Biggest announcement was the arrival of Apple Music, a streaming service that will compete with Spotify and Pandora. It will be available on iPhones, iPads, iPod Touch, Macs, Apple TV and – a little later – Android smartphones. There’ll also be a new 24/7 Beats1 “radio station” anchored by DJs based in New York, Los Angeles, and London.
Apple Music will be available from June 30 in 100 nations, including Australia; US pricing is $9.99 a month; Australian pricing has yet to be announced, but the first three months will be free.
The Apple Watch gets a major update, Watch OS2, just six weeks after its launch – and yes, you’ll be able to watch video on it, though you may have to squint if you have the 38mm display version. Twitter’s Vine mobile video app will come to the Internet-connected wrist gizmo later this year.
Developers for the first time will have full access to key hardware features like the digital crown, taptic engine, heartrate sensor, accelerometer and microphone.
On the Mac, there’s a new version of Mac OS. Since it follows last year’s Yosemite version, it’s dubbed El Capitan – the name of the 3000ft sheer rock, pictured, that rises in the Yosemite National Park – and was memorably featured in Star Wars: the Final Frontier.
Major features include a Pinterest-type system for “pinning” favourite Web sites to the display; a new mute button to quickly silence browser audio from any tab; and a smarter version of Spotlight, Apple’s search system.
El Capitan will be available as a beta in July or a final version in the Australian spring.

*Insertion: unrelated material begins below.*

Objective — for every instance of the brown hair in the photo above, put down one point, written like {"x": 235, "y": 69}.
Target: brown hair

New catch-up features on iOS, Apple’s operating system for smartphones and tablets, include true multi-tasking, allowing iPad users to work with two apps simultaneously side-by-side or, with a new picture-in-picture feature, to keep watching a video while browsing the Web.
Virtual assistant Siri is also getting smarter, automatically suggesting apps to launch or people to contact based on usage patterns, and notifying users when they need to leave for appointments.